On most days, people hurried past the stretch of the K100 in Bengaluru with a hand over their noses. The air hung heavy, the water barely moved, and the canal felt forgotten by the city it once served. Yet tucked inside this ordinary sight was a piece of history waiting for a chance to breathe again.
A waterway rooted in Bengaluru’s old design
Once a stinking open sewer, the K100 waterway has now become a clear example of urban revival and civic collaboration. What had long been a conduit for waste has opened up into a green, breathable public space that gives residents shade, walking paths, and a sense of pride in their neighbourhood.

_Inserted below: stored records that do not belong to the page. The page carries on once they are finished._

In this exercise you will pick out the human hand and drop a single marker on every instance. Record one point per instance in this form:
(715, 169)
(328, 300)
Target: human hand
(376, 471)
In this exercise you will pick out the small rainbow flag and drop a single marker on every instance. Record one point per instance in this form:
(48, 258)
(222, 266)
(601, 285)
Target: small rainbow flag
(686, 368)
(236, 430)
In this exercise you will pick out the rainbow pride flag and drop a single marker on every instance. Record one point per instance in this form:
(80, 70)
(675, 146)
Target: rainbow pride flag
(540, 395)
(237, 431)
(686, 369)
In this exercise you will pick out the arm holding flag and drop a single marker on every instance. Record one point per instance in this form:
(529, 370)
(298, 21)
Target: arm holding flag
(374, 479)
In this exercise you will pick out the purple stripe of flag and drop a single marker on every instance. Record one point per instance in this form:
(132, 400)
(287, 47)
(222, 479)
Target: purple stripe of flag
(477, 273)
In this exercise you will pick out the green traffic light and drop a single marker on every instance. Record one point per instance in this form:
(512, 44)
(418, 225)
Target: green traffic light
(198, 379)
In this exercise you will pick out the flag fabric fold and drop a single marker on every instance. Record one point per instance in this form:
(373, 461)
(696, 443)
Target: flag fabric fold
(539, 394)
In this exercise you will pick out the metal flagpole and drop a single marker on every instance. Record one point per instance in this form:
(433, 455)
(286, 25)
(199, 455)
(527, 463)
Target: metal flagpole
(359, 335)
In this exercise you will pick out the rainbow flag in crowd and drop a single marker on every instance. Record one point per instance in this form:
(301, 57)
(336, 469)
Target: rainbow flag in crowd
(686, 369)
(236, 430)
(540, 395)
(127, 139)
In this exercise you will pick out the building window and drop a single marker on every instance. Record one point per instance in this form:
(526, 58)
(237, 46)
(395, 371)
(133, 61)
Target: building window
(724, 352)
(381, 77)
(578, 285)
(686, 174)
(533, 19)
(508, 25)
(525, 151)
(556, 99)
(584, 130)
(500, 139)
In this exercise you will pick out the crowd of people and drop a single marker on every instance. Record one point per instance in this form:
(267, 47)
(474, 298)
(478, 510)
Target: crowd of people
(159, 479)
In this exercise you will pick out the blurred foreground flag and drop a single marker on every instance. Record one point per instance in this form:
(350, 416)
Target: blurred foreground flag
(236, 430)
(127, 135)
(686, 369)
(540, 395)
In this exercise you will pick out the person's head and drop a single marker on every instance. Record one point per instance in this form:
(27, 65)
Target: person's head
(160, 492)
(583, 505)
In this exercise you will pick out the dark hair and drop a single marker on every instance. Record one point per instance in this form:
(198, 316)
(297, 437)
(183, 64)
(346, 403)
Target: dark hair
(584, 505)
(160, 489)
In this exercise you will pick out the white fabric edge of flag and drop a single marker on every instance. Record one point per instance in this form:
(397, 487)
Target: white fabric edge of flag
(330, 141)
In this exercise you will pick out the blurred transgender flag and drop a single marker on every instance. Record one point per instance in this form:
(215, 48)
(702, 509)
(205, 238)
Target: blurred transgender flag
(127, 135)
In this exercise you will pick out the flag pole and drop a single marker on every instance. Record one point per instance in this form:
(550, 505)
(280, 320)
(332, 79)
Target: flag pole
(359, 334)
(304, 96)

The K100 is no ordinary drain. It is part of Bengaluru’s 500-year-old Rajakaluve network built by Kempegowda to link the city’s tanks and carry water. Centuries of rapid urban growth changed this purpose. Encroachments crept in, concrete walls narrowed the channel, and the canal turned into a dumping point for sewage and solid waste.
At its lowest point, it carried nearly 130 million litres of untreated sewage every single day, creating conditions ripe for mosquitoes and illness.
When a long-awaited revival finally began
The tide began to turn when the Government of Karnataka, BBMP, BWSSB, and other stakeholders, in collaboration with the Mod Foundation, undertook a comprehensive restoration. Desilting operations, the construction of a sewage treatment facility, and the installation of modern infrastructure reduced sewage inflow from 130 MLD to just 5 MLD.
Concrete barriers were removed, walking paths were laid, trees were planted, bridges were upgraded, and parks were created along the canal’s 11-kilometre stretch.
Today, the K100 protects nearby areas from flooding and functions as a shared neighbourhood space. Children play along its edges, residents keep watch against littering, and sparrows fill the air where mosquitoes once swarmed.
The revival of K100 shows what a city can achieve when heritage, planning, and community care come together. It also offers Bengaluru a hopeful path forward with its remaining 842 kilometres of Rajakaluves, proving that forgotten waterways can become lifelines again.